Usually those scary movies have a really bad ending. And it was looking like that was going to be the case, until Ben Roethlisberger somehow caught up to Harper, made an incredible shoestring tackle, and brought him down at the Colts 42-yard line.
"Ben showed how athletic he is by making that tackle," said Porter. "He's a pure athlete. Most quarterbacks can't make that play. It's him versus a defensive back in a wide open field and he kept getting depth to find his angle. We knew he was a heck of an athlete, but for him to make that play really showed how good of an athlete he was."
So instead of kicking back and watching the offense close out the game, the defense was summoned to duty.
"Everybody runs out on the field thinking we have to go win it on defense," said Farrior. "I'm standing in front of Coach LeBeau and he's still looking at the replay and he was just staring into space and I was like, 'Coach what's the call? Give me the call, let's go win the game.' It was like he had to snap out of it. He told me after the game, 'Thanks for snapping me out of my little thing that I was in.' I think he was in shock and disbelief, but we were ready to go."

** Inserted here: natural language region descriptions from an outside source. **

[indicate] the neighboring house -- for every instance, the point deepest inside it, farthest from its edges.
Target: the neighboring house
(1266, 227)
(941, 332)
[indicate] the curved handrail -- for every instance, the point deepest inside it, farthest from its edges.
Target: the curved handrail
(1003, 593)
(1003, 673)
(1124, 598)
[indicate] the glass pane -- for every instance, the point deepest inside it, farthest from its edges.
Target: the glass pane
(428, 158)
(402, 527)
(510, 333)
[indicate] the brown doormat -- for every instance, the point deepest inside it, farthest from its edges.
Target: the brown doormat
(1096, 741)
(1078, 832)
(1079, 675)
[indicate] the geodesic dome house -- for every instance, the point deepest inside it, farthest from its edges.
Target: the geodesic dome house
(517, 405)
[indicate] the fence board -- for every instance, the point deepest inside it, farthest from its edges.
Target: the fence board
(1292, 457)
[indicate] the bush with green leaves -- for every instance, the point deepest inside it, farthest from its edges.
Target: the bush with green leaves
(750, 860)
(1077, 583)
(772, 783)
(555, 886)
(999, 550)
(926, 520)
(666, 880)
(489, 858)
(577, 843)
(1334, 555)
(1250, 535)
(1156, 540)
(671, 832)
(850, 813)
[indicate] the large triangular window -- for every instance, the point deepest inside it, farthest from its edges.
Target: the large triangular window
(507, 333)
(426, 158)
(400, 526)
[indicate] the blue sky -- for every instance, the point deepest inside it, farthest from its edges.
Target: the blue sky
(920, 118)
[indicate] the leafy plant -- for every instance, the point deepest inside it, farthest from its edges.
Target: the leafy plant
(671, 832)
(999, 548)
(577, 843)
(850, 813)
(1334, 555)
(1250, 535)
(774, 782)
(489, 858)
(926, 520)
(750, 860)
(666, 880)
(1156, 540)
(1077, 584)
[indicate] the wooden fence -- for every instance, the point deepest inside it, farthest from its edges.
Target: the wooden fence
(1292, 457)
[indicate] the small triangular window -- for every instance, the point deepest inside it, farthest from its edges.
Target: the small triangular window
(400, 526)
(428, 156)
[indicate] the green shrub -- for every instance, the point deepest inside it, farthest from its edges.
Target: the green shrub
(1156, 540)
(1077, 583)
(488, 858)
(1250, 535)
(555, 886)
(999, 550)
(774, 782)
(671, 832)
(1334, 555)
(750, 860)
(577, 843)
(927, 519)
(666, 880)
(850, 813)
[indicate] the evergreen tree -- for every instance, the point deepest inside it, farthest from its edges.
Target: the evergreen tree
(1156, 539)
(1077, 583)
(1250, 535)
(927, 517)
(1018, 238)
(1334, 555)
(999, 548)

Manning stepped up, moving the ball to the Steelers 28-yard line. Facing fourth-and-two with 21 seconds to play, kicker Mike Vanderjagt came on for the game-winning 46-yard field goal. The Steelers called timeout to ice him, and whether that did the trick or not, the kick went wide right.
"I was just praying it was in the cards for us," said Farrior. "All you can do is just do your job and go through the process. They had to make the kick, and they didn't.
"I was just relieved. I walked off the field with my arms up. It was just a total relief."